Reading the Tea Leaves: Monthly RMRS webcast on rangeland fuel, forage conditions
COLORADO—The Rocky Mountain Research Station will kick off the 2022 rangeland growing season by offering a new season of Reading the Tea Leaves Webcast—The Great Reversal, set to begin on March 1, 2022. This webcast looks to serve all rangeland managers and fire and fuel professionals across agencies and management organizations.

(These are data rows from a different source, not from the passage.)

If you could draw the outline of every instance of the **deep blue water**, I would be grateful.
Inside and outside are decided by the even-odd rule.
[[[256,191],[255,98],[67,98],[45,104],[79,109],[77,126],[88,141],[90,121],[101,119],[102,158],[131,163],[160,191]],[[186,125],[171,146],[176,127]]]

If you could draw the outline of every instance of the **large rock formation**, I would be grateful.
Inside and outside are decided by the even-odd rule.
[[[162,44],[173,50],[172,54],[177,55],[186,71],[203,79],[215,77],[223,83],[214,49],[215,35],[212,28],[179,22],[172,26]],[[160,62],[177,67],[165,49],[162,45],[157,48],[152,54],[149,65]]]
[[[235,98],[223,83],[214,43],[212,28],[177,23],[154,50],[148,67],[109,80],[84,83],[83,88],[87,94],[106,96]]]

When monitoring rangeland conditions, every year is different. The weather is consistently dynamic throughout the growing season, and keeping up with these yearly changes takes effort. Matt Reeves, RMRS research ecologist, along with the RMRS science delivery group, created A West-wide Rangeland Fuel Assessment: Reading the Tea Leaves, a monthly webcast to share projections of expected fuel conditions during this year’s grazing and fire seasons. Reeves bases the in-season projections on Fuelcast, a new tool offering fuel and forage projections beginning four months ahead of peak green conditions.
Reeves distills all this information into a seven minutes or less “what you need to know” webcast each month, during which he chooses which hat to wear while painting the picture of past and future conditions. Reeves says, “We have learned our lesson from 2021, and we have updated Fuelcast to capture it. RTTL is committed to keeping managers informed about rapidly developing conditions.”
Reeves resides in Missoula, Montana, and specializes in remote sensing and ecological modeling, focusing exclusively on rangeland issues. He is motivated to provide land managers tangible, accessible science and welcomes feedback on ways to improve the Reading the Tea Leaves webcast.